De fait, Faut bien manger – titre révélateur – ouvre comme une série de petites fenêtre sur ce que signifie, pour un poète, un artiste, le fait de se refuser au travail salarié pour s’assurer le bénéfice d’une vie plus confortable. Alors c’est sûr, faut bien aimer les pâtes ; recourir à l’occasion à quelques petits boulots pas toujours rigolos ; traverser bien des moments de doute et de déprime ; et lorsque c’est un peu trop dur de sentir qu’on déçoit bien des membres de sa famille, se surprendre à imaginer d’autres métiers qui donneraient la possibilité de continuer quand même, avec plus de sécurité, son activité d’artiste. Mais quelque chose apparemment de plus fort, comme une exigence intérieure, un dégoût aussi, comme viscéral de l’embrigadement social et de la soumission aux actuelles normalités, l’emporte. Jusqu’à rendre même difficile la relation avec d’autres artistes que leur désir de réussite aura transformé, en tristes et insupportables « communicants » de leur propre travail.
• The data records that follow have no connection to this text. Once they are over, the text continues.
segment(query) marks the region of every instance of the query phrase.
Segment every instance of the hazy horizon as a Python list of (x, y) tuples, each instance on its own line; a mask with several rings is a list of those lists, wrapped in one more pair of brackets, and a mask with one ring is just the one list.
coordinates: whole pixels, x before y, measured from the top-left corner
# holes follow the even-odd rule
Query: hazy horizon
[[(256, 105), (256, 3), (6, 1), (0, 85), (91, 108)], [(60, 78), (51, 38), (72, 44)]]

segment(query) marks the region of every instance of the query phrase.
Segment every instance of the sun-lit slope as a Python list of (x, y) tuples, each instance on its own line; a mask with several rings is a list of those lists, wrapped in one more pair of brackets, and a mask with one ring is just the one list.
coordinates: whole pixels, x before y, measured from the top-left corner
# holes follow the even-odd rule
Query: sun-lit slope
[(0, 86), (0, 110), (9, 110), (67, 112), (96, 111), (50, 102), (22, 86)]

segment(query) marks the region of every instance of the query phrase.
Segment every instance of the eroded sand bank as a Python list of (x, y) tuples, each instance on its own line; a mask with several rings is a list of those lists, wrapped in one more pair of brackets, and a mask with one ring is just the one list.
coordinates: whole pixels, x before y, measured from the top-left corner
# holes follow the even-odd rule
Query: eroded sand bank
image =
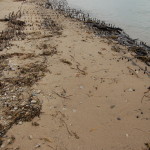
[[(8, 106), (0, 105), (1, 128), (11, 127), (1, 149), (146, 149), (150, 79), (139, 69), (145, 64), (128, 61), (132, 54), (125, 47), (117, 45), (122, 52), (114, 51), (115, 42), (95, 37), (82, 22), (43, 3), (0, 2), (0, 18), (21, 10), (25, 21), (25, 36), (13, 37), (0, 51), (6, 61), (0, 70), (0, 86), (6, 90), (1, 102), (12, 96)], [(7, 28), (7, 22), (0, 22), (0, 32)], [(9, 87), (14, 92), (20, 88), (21, 97), (9, 95), (6, 84), (16, 86), (16, 91)], [(40, 116), (33, 116), (33, 108), (42, 108)], [(21, 116), (21, 110), (27, 113)]]

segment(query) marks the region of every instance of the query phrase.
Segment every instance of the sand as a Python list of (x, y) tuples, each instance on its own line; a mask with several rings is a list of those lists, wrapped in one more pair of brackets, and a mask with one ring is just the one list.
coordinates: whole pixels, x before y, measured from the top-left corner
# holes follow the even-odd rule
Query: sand
[[(9, 50), (4, 49), (0, 55), (14, 52), (39, 55), (54, 48), (57, 54), (45, 56), (49, 72), (32, 86), (39, 91), (37, 97), (42, 102), (40, 117), (13, 125), (1, 149), (146, 149), (144, 144), (150, 142), (150, 99), (142, 98), (150, 79), (139, 69), (145, 64), (134, 60), (135, 65), (122, 59), (132, 58), (125, 47), (120, 46), (124, 53), (115, 52), (112, 50), (115, 42), (96, 37), (82, 22), (41, 8), (35, 2), (3, 0), (0, 18), (20, 6), (25, 12), (21, 20), (32, 26), (24, 31), (27, 34), (24, 40), (12, 41)], [(37, 21), (41, 23), (42, 14), (58, 24), (60, 33), (57, 29), (48, 33), (36, 25)], [(5, 28), (7, 23), (0, 22), (0, 30)], [(24, 65), (26, 61), (41, 59), (20, 61), (15, 57), (12, 62)], [(15, 140), (8, 144), (11, 136)]]

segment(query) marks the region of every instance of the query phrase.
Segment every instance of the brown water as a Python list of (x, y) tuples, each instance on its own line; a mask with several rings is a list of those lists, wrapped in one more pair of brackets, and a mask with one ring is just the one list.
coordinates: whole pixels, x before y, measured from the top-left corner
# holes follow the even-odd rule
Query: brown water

C’est, me semble-t-il, l’utilité première de la poésie que de maintenir dans l’espace de plus en plus dévitalisé, fabriqué, manipulé dans lequel nous baignons, l’exigence d’une parole non pas « vraie » mais toujours reliée, comme charnellement, viscéralement, à notre humanité profonde. Aussi, face à ces flux inconsistants mais déréalisants de parole qu’on voit par exemple inonder les réseaux, la meute des satisfaits qui se gratulent, se congratulent, font l’important, exhibent des misères comme s’il s’agissait des toutes nouvelles merveilles du monde, face aussi à tous ceux qui, sans trop savoir à quoi le métier oblige, l’envient, avec un sentiment coupable, de « pouvoir vivre de sa passion », le grand mérite d’Emanuel Campo est d’opposer une attitude, un ton, une liberté, une forme aussi de santé morale, d’incarnation, qui lui permettent de refuser la posture et de ne pas se montrer entièrement dupe de toutes les connivences, les malentendus, les travers, les faux-semblants et les déprimantes trivialités, sur lesquels reposent, quoi qu’on fasse, les formes sociales de l’engagement artistique. Il faut lire à cet égard le texte qu’il consacre à raconter, de l’intérieur, l’une de ses lectures dont il met d’ailleurs en lien la captation vidéo. Sans bien sûr qu’on puisse les ramener aux grimaces dont me parlait le grand tableau de Pelez auquel j’ai tout dernièrement tenté de rendre hommage, les « mines », « simulacres » et « cabotinages » divers qu’évoque ici, même au second degré, notre jeune poète ne sont pas sans dire quelque chose d’une certaine misère de notre poésie d’estrade ou de café qui pousse des procédés élaborés depuis longtemps par des auteurs d’envergure – ici par exemple Gherasim Luca – pour amuser des galeries qui finalement n’en ont pas grand-chose à faire. Venues qu’elles sont, pour la plupart, pour un semblant de convivialité.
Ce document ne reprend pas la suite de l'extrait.